Additionally, a food truck company would only be able to sell food up to three days a week in one location.

Since the Department of Public Works, responsible for issuing permits, has struggled to keep up with enforcement, the proposed legislation would enable Municipal Transportation Agency (MTA) officers to write tickets for violators.

A major point of contention at Monday’s committee meeting was the buffer zone, currently 1,500 feet around secondary schools in the city, which Wiener called “quite extreme.” The zone is meant to discourage students from leaving campus too easily and abandoning school lunches.

While the Youth Commission, an advisory body of young people, wanted the distance at 500 feet, or roughly one block, the Unified School District expressed a need for a distance of at least 1,000 feet for certain high schools.

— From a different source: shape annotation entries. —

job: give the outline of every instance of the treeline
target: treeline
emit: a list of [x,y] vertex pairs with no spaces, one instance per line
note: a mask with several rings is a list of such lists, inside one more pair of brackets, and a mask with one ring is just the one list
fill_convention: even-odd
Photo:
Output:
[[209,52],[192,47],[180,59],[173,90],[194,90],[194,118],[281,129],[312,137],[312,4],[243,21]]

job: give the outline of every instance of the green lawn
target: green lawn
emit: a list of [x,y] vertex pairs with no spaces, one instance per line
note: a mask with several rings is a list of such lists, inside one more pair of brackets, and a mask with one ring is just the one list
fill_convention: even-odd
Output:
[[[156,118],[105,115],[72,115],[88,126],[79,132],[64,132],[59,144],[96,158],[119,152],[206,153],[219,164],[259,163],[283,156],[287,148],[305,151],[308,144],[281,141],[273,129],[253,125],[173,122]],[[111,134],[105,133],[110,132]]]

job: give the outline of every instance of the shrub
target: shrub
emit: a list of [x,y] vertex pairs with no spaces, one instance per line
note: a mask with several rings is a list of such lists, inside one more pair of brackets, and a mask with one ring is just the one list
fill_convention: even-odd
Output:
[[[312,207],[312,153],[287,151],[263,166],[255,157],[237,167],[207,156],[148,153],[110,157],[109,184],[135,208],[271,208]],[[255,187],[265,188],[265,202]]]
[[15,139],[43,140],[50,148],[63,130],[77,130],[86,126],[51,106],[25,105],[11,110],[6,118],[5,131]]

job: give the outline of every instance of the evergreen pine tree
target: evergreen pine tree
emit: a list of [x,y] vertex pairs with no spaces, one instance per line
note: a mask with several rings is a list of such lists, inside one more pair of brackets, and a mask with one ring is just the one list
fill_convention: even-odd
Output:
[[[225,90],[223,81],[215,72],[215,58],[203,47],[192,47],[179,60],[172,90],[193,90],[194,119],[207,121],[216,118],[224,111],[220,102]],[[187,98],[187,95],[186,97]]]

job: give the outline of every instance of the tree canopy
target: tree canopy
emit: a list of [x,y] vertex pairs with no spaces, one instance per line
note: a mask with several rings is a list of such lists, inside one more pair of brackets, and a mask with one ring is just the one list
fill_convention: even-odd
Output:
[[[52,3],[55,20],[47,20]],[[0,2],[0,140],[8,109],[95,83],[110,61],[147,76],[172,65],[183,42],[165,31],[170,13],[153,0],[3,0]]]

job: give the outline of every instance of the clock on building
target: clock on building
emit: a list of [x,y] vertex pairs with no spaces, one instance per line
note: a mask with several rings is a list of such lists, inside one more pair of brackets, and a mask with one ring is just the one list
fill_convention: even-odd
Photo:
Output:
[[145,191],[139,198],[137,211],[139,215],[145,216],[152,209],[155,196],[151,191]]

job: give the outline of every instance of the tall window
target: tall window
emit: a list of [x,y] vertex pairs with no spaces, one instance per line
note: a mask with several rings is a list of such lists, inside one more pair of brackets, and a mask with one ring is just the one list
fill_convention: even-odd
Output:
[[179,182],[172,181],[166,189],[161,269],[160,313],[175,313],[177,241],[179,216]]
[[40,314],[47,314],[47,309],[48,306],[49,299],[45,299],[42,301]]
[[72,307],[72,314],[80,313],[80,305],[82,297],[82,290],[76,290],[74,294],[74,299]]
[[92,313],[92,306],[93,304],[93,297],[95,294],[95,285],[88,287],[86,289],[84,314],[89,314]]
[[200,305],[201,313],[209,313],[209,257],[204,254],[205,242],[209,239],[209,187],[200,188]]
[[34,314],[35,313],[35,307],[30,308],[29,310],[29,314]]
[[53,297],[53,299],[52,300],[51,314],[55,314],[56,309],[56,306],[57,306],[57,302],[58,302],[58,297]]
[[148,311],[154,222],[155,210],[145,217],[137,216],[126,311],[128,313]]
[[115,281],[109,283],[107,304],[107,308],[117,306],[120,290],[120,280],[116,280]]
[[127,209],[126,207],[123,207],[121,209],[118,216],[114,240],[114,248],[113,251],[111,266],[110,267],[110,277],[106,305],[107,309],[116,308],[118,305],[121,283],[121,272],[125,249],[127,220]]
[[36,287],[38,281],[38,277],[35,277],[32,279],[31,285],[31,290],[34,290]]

As a compromise, the ordinance will allow issuing permits outside a zone of 500 feet for middle schools and 1,000 feet or 750 feet for high schools, depending whether the schools are embedded in a commercial area.

Supervisor Jane Kim expressed concern that large-scale fast food corporations might use the food truck model to expand their business. “The last thing I want to see is Burger King or McDonald’s food trucks all up and down Market Street,” she said.

The proposed legislation would apply the “formula retail” ordinance to food trucks, but only in zoning districts, that is, in neighborhoods where brick-and-mortar chain stores are banned. Wiener said he is open to expanding the ban citywide.

Rob Black, executive director at Golden Gate Restaurant Association, representing restaurants and food truck businesses in the Bay Area, said the legislation would bring an end to this insecurity, which would help food truck businesses thrive.

“We have the most dynamic food scene in the country, and part of that is what happens on the street,” he said.

The legislation is scheduled to be voted on at the full Board of Supervisors meeting on June 25.